Hope you guys are doing well!!
The weather right now is gorgeous and it is making me so excited for the summer. Have you guys heard of a bucket list? For those who have not, a bucket list is a list of achievements a person hopes to achieve during their lifetime. I decided to create my own bucket list, a fashion bucket list. My fashion bucket list will include clothing I've always wanted to wear such as shorts, strapless top, bodycon dresses, plunge neck dresses, basically everything that I felt uncomfortable in because of insecurities.
I've always felt that the summertime was the time for me to hide because, of the heat it would mean no jackets, no coverups, basically less clothing and I have never been ready for that. It's crazy how I believed that my size was not allowed in the summer because it would mean people would have to see parts of my body I hid all winter long. I remember growing up, I would wear sweaters no matter the temperature during the summertime. I would wear baggy jeans, long sleeve shirts, and when I was forced to take off a sweater, I NEVER understood why I would get weird looks. If anything, I thought I was saving people from seeing something that society deemed ugly and unhealthy. I thought I was doing everyone a favor.

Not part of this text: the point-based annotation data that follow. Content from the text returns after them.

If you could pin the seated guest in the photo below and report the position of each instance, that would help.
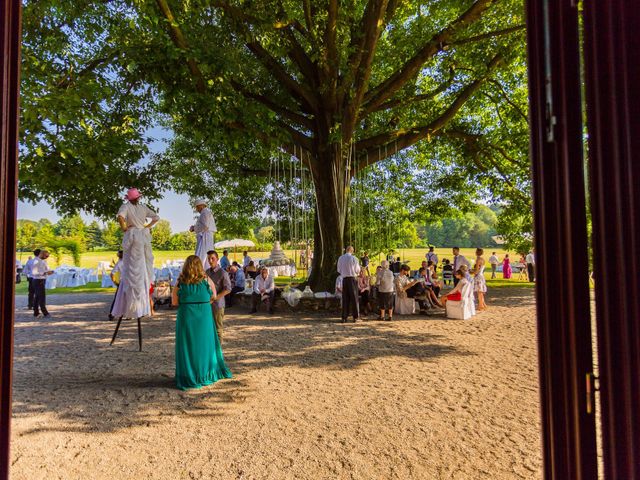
(251, 270)
(456, 293)
(403, 283)
(430, 288)
(264, 290)
(419, 291)
(238, 281)
(364, 290)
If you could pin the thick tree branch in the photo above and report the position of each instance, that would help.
(402, 102)
(484, 36)
(297, 91)
(372, 21)
(273, 106)
(391, 85)
(180, 42)
(70, 78)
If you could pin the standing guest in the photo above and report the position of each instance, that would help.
(252, 271)
(225, 263)
(264, 289)
(479, 282)
(115, 275)
(458, 261)
(199, 358)
(506, 267)
(246, 259)
(239, 283)
(39, 273)
(205, 230)
(531, 265)
(432, 257)
(384, 283)
(493, 261)
(466, 273)
(136, 220)
(349, 268)
(222, 284)
(364, 290)
(456, 293)
(28, 271)
(447, 272)
(365, 262)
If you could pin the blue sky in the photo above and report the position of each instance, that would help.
(173, 207)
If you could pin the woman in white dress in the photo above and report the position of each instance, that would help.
(479, 282)
(136, 274)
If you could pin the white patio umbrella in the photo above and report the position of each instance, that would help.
(234, 243)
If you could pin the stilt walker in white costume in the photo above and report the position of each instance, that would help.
(136, 274)
(205, 229)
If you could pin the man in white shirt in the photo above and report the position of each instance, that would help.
(39, 273)
(432, 257)
(28, 272)
(245, 259)
(264, 289)
(531, 265)
(205, 229)
(136, 220)
(349, 269)
(458, 261)
(493, 261)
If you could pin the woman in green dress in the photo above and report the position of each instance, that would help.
(199, 359)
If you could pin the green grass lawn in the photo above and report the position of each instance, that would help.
(413, 257)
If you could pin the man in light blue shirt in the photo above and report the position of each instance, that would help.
(224, 261)
(239, 283)
(349, 268)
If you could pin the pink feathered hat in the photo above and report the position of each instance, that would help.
(132, 194)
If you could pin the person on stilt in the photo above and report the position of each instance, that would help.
(136, 274)
(205, 230)
(115, 278)
(28, 271)
(349, 268)
(39, 272)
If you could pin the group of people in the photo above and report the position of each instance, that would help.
(399, 290)
(528, 261)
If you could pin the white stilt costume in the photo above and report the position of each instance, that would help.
(205, 228)
(136, 275)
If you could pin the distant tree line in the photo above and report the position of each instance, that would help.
(73, 234)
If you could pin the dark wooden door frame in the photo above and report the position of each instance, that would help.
(10, 24)
(612, 47)
(563, 304)
(612, 74)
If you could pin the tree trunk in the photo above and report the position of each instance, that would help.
(332, 193)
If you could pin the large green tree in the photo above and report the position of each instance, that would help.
(341, 86)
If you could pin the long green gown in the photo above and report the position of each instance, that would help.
(199, 359)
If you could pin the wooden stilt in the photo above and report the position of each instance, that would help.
(139, 335)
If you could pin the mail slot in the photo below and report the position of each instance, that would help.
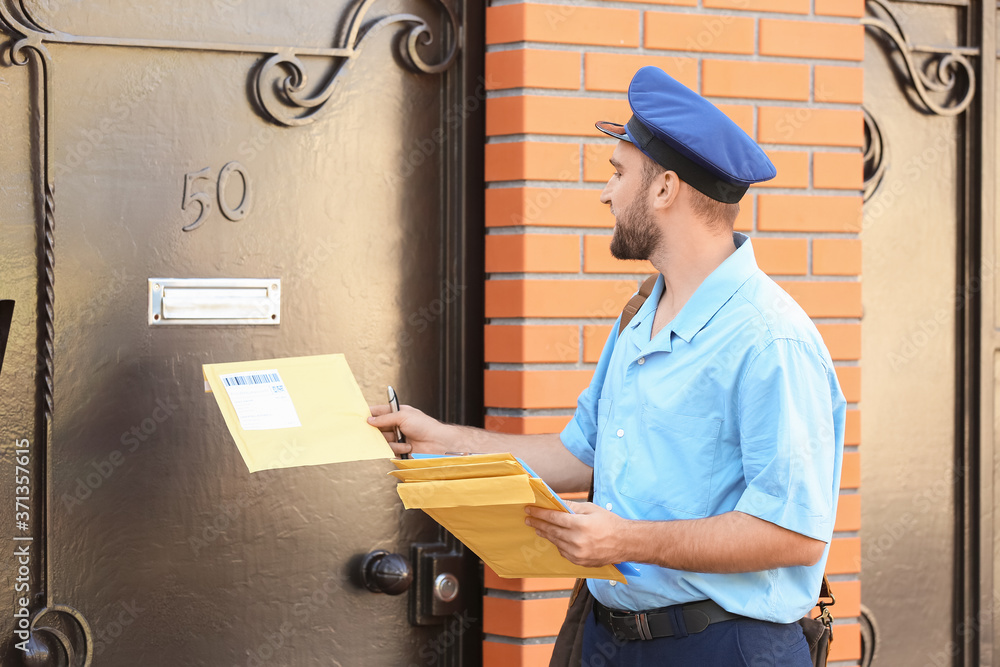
(214, 301)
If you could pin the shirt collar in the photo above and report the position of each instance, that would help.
(711, 295)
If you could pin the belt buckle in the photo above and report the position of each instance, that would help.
(642, 624)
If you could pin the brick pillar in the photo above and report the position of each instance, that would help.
(789, 73)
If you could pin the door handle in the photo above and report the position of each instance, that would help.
(385, 572)
(53, 635)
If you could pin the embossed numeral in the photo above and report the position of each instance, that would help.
(200, 198)
(240, 211)
(204, 200)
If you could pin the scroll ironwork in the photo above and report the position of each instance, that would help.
(949, 65)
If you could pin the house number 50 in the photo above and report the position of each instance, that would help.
(204, 200)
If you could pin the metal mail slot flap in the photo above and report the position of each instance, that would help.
(214, 301)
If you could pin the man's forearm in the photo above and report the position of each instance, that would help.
(727, 543)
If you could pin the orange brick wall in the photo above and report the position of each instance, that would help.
(787, 71)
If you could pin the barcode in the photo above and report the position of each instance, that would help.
(251, 378)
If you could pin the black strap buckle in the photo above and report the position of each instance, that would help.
(642, 623)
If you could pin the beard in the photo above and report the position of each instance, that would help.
(635, 235)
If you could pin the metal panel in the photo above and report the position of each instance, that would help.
(913, 474)
(154, 530)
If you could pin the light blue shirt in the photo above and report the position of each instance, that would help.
(734, 405)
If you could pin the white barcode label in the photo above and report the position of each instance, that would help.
(261, 400)
(251, 378)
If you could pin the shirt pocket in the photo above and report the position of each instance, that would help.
(672, 464)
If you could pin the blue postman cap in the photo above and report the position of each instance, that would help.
(682, 131)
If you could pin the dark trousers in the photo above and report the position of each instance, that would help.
(735, 643)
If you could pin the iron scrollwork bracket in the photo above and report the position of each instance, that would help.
(945, 62)
(290, 92)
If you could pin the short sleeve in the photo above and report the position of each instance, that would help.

Oh I wish I had a throwback picture of those days, but then again those days I would literally run away from the camera, and mirrors. But the truth of the matter is, I just did not want to be reminded of what I looked like.

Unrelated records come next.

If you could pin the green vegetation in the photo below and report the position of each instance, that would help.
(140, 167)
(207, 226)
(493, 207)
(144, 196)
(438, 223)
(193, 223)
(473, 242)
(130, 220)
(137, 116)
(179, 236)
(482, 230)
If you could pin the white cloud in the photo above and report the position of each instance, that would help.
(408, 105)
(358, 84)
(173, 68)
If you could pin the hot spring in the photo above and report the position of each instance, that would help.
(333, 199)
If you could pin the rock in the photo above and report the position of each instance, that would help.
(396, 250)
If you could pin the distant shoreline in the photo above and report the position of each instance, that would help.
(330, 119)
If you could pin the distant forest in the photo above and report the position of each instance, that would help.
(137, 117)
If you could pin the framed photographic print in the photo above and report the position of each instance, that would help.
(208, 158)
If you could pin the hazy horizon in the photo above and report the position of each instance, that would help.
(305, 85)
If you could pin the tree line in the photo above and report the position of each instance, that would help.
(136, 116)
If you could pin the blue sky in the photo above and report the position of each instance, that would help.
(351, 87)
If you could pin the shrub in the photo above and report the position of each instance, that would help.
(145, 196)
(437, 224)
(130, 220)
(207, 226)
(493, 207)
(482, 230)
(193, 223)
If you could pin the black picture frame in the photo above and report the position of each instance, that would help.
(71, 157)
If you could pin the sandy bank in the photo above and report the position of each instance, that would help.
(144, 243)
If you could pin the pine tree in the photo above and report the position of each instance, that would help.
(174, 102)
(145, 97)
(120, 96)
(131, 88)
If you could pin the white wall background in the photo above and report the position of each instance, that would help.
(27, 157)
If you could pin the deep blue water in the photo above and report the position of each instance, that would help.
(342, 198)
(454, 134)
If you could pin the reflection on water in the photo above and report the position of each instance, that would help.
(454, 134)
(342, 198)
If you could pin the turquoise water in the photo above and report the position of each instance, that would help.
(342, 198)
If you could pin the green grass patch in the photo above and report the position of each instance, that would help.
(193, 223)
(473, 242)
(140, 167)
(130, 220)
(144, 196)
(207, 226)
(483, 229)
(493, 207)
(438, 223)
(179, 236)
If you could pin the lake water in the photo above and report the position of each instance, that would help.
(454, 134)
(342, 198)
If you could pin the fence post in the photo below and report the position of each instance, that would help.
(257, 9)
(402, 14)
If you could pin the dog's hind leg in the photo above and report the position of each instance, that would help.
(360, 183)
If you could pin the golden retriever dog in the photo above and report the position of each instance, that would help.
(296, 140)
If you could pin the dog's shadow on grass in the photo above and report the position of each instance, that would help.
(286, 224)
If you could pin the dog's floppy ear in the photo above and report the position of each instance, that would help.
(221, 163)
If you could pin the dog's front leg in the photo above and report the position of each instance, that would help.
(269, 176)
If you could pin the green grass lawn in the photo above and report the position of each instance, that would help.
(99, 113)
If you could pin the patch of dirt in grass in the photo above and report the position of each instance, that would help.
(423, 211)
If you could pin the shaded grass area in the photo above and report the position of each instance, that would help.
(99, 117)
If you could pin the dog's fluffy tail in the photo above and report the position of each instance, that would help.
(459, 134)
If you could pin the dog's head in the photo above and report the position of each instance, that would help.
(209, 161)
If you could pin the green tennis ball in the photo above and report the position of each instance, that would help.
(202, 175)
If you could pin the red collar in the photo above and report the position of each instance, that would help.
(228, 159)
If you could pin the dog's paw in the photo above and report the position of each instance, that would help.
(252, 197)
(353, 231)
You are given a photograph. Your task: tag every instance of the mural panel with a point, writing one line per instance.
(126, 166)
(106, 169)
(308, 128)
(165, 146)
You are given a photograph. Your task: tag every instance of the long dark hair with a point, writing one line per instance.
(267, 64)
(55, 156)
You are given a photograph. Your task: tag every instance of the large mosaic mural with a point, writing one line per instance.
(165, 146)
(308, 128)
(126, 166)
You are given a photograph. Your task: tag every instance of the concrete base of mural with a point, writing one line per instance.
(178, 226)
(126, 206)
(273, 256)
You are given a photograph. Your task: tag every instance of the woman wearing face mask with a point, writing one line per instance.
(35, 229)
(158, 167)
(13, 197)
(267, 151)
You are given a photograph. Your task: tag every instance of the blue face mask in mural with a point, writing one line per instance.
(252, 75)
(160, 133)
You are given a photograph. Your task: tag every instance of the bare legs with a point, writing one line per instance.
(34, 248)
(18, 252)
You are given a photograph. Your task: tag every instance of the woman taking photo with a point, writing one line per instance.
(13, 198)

It's interesting, every summer I would remember those days, the old Anita and, I never want to bring her back. Soooo this summer I decided to embrace my body as much as I can, by creating my fashion bucket list.
The first thing I have on my bucket list is a strapless top. Believe it or not, I try as hard as possible to run away from strapless tops because I feel that people focus on my arms, stretched marks, my neck.. yea I could go on and on.
But mentally I am trying to erase every negative thing I once thought of about my body, every negative thing about my body I said to myself out loud when I looked in the mirror. Wait, did I say I am trying, no, I am ERASING every negative thing!
With that being said, I found the perfect strapless top from Fashion to Figure. The colors are perfect for the summer, and although I felt a bit weird when I tried it on, throughout the day I became more and more comfortable with the look. There was a point where I smiled randomly looking at my reflection, because the old Anita, would not wear this.
Trust me, coming out of your comfort zone, and trying to live for yourself is the hardest thing to ever do. The journey to self love is the hardest journey, and without my God I have no idea how far I can get. But I am telling you guys, remove the negative thinking you have for your body and enjoy life. Summer time is approaching and we actually have to pack away our sweaters, jackets, turtle necks, everything and just enjoy the weather. And one thing I am learning is the thoughts you think others are thinking of you may not even be the case. You can spend your summer worrying about what others will say about the parts of your body in which you are insecure about ORRRRR you can enjoy the sun, love and live!!